COVID-19’s determination to linger necessitates continued safety protocols at the Cleburne Public Library, but staff members remain equally determined in their fashioning of novel ways to ensure programming and services for patrons of all ages and interests.

“We continue to recommend wearing masks; continue to practice social distancing in the library,” Youth Librarian Rachel Slimp said. “But we’re also coming up with ways to do as much as we can within the parameters we have to work with until [COVID-19] starts to subside.

Library Manager Tina Dunham said she and all at the library long for that day to come but also took opportunity to spread word that the library is open to the public — has been since June — and continues to offer a number of programs and activities in addition book and other materials check outs and research assistance.

One of the library’s popular and fairly frequent programs brought notable authors to Cleburne, a series Dunham called much missed and one she hopes to see return soon.
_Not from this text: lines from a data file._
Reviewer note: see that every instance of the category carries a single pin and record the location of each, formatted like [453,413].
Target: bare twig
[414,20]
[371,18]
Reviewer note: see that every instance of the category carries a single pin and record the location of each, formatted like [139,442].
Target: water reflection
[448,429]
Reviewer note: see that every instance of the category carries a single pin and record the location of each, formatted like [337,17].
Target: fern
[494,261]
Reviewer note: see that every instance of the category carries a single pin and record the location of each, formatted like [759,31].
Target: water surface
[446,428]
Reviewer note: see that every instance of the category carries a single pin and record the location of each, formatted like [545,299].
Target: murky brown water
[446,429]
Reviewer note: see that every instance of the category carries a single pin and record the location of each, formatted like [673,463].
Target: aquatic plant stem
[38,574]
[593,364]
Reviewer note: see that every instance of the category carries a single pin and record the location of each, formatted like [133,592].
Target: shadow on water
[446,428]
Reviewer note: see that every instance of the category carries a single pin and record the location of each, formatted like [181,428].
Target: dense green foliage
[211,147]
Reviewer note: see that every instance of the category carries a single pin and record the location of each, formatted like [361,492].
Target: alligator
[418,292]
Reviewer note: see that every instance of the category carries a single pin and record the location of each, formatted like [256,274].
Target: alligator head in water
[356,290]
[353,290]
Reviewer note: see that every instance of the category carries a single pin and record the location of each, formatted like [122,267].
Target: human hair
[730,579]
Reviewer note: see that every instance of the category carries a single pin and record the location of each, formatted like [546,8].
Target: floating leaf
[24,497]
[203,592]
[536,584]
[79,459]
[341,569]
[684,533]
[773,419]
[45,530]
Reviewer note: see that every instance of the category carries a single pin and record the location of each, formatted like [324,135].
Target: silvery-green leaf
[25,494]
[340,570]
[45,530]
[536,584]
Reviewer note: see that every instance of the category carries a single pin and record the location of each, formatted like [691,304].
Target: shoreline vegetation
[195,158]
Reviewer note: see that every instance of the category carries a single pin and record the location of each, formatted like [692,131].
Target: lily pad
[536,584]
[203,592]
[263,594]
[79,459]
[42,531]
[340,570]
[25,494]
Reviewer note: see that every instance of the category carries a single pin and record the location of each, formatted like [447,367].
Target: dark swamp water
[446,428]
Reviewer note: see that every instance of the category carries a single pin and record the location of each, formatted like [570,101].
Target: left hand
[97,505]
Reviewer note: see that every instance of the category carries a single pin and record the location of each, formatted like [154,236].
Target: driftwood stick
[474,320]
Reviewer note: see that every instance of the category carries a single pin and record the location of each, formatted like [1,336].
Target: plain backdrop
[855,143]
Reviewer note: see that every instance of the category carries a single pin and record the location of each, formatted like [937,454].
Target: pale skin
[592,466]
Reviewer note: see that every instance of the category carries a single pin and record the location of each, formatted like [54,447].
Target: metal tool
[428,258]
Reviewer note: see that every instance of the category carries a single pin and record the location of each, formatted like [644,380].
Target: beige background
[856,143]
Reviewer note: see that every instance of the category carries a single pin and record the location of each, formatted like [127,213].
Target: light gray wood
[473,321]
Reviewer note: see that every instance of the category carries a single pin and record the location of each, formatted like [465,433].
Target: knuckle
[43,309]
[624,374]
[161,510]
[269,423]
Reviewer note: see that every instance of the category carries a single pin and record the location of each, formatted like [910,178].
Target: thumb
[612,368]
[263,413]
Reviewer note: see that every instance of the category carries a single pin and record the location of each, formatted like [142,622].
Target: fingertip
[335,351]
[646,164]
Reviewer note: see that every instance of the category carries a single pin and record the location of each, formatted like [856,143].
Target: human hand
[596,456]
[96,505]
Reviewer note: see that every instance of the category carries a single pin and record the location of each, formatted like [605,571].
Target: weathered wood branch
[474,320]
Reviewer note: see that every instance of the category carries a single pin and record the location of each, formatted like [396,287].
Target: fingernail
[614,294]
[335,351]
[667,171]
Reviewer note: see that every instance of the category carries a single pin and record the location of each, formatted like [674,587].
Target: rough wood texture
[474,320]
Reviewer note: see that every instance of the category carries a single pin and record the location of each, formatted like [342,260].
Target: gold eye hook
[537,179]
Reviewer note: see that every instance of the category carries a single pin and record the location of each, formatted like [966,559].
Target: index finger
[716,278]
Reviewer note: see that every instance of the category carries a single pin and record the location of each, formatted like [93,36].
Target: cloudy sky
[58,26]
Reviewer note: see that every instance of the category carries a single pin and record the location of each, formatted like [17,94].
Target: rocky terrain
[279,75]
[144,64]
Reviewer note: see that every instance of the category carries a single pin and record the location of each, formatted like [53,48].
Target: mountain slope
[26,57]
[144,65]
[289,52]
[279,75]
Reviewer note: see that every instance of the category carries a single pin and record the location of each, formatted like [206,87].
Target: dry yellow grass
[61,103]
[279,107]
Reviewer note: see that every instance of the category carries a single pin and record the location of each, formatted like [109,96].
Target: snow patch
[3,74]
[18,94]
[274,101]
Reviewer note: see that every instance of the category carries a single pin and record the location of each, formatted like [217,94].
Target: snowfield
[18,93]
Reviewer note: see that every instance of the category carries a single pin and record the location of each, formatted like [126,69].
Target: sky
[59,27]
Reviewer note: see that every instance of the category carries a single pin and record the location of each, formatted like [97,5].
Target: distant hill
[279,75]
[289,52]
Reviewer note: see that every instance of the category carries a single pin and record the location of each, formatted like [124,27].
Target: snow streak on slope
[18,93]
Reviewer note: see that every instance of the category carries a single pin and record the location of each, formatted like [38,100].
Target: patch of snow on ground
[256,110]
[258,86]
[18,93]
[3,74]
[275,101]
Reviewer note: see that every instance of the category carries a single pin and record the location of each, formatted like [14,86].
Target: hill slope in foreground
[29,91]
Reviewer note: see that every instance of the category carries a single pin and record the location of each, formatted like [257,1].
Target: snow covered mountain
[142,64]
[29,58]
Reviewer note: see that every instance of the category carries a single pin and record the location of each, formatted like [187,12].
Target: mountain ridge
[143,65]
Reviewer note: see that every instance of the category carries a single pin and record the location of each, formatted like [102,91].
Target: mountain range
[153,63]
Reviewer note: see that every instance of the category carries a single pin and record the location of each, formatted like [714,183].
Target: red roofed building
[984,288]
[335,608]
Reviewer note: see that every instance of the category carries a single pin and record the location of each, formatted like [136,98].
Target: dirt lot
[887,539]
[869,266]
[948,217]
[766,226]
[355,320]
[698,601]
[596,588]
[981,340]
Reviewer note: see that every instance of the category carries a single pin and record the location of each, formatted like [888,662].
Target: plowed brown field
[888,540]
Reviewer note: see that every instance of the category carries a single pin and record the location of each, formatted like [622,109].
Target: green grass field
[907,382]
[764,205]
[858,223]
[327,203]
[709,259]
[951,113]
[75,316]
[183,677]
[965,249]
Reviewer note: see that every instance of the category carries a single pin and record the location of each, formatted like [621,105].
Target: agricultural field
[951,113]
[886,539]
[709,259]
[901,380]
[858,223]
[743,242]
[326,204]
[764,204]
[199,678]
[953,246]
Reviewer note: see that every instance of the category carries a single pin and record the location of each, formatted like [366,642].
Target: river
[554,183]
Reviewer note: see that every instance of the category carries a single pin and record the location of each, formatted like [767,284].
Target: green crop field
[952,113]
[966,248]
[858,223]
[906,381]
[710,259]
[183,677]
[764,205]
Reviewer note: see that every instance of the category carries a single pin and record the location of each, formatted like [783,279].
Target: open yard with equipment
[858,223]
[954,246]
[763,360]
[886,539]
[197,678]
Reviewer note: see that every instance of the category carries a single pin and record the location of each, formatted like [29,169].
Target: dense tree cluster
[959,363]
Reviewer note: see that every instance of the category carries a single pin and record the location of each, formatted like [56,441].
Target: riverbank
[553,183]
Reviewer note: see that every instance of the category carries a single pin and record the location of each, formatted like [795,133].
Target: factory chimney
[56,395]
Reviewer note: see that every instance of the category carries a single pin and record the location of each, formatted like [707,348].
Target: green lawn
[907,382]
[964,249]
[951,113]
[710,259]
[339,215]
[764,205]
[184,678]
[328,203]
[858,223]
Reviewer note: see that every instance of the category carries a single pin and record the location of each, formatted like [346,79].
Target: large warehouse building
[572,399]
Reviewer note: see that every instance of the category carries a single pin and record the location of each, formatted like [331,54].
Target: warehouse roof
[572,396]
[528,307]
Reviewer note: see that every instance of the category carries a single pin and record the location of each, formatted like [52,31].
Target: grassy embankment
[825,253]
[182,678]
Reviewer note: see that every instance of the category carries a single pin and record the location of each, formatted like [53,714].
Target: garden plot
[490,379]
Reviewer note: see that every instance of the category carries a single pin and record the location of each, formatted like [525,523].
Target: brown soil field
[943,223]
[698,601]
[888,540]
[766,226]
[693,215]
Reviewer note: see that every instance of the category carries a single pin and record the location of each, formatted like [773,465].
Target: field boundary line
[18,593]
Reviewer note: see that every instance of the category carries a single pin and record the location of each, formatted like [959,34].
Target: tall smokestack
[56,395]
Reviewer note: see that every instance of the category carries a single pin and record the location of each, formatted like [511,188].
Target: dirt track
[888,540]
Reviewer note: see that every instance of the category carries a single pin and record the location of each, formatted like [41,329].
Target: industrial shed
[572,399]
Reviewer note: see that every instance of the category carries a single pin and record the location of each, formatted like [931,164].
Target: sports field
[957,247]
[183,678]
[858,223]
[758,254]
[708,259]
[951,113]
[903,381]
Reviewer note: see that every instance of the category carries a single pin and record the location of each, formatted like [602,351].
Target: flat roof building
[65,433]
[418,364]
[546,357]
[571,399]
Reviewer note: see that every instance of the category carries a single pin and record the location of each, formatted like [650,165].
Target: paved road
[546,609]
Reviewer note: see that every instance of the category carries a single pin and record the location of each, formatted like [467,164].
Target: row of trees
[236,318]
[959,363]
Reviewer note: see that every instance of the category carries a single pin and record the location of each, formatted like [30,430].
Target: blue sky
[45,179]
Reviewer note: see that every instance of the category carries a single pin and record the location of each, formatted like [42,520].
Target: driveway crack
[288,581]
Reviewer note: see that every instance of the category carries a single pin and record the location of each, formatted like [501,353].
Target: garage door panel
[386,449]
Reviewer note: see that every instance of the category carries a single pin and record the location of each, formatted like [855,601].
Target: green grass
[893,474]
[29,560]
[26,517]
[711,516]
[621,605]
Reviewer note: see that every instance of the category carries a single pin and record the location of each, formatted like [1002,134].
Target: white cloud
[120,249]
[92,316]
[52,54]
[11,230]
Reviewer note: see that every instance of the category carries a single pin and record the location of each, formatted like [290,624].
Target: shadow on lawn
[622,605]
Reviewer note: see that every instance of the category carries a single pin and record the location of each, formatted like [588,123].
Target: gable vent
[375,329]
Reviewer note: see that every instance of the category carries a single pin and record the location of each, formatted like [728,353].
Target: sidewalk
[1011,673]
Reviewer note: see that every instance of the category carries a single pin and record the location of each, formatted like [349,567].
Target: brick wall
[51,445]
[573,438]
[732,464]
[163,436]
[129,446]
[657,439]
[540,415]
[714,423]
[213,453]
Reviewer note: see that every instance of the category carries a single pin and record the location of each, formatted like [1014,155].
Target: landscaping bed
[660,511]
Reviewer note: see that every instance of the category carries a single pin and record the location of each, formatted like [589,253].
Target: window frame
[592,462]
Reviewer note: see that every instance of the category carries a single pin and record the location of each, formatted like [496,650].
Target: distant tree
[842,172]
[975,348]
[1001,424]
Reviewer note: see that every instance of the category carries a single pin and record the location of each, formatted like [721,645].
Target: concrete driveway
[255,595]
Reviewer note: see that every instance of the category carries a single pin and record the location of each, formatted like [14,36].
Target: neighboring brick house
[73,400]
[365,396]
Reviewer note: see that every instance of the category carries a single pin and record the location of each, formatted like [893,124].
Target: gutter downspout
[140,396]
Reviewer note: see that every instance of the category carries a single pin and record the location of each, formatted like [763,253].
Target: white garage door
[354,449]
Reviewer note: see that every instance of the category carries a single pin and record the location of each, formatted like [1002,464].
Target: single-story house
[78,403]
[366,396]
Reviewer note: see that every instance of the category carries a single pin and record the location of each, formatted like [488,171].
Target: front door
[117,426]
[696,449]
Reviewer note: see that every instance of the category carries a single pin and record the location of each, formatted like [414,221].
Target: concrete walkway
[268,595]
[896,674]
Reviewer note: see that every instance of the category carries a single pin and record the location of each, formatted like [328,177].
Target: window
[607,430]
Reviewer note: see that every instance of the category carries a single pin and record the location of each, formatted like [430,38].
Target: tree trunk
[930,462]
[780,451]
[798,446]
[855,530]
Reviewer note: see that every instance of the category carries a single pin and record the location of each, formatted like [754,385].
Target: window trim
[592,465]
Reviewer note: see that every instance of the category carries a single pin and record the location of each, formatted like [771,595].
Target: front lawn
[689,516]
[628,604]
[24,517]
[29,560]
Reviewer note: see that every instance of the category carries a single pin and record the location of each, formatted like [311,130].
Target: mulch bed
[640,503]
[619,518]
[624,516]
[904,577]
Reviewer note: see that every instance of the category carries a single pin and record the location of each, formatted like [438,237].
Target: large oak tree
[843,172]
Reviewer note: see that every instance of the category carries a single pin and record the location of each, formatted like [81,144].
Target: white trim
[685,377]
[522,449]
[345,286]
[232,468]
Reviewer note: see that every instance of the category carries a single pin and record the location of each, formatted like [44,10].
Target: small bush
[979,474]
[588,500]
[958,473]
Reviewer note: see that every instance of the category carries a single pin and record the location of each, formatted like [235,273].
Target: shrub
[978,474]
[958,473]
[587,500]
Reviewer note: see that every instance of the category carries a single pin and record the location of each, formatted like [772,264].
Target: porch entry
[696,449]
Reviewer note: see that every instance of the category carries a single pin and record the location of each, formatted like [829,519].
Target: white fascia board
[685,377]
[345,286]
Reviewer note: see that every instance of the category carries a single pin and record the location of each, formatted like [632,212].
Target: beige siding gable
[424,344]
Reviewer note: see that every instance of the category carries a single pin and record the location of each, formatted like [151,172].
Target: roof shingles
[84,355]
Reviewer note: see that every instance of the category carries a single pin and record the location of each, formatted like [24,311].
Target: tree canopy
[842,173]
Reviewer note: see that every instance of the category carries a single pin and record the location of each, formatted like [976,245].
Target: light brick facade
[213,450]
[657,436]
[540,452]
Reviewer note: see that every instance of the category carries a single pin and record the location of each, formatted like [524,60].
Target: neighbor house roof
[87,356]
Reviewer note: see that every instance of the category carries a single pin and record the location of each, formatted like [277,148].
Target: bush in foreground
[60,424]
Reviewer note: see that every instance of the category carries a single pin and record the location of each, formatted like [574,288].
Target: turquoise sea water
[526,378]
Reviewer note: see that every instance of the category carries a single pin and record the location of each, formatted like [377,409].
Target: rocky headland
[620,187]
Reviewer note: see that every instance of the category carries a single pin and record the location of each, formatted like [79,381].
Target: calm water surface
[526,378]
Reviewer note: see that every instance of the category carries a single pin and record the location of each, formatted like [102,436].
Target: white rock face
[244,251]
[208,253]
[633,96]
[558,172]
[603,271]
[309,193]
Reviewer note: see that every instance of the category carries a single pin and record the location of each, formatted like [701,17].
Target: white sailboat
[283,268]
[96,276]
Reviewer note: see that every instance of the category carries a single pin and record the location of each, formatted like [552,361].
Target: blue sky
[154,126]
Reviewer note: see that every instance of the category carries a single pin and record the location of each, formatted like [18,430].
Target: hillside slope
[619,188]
For now, however, the library’s bringing author Regina Jennings  to town via the virtual route.

Jennings and the library will host a free virtual event from 7-8 p.m. Monday. To register, visit the library at 302 W. Henderson St. or call 807-645-0934.

A historical romance writer in the Christian fiction genre, Jennings has penned 13 books and two novellas. Jennings earned an English degree with a minor in history from Oklahoma Baptist University. Previously, she worked at Mustang News, the Oklahoma National Stockyard and with various livestock shows. 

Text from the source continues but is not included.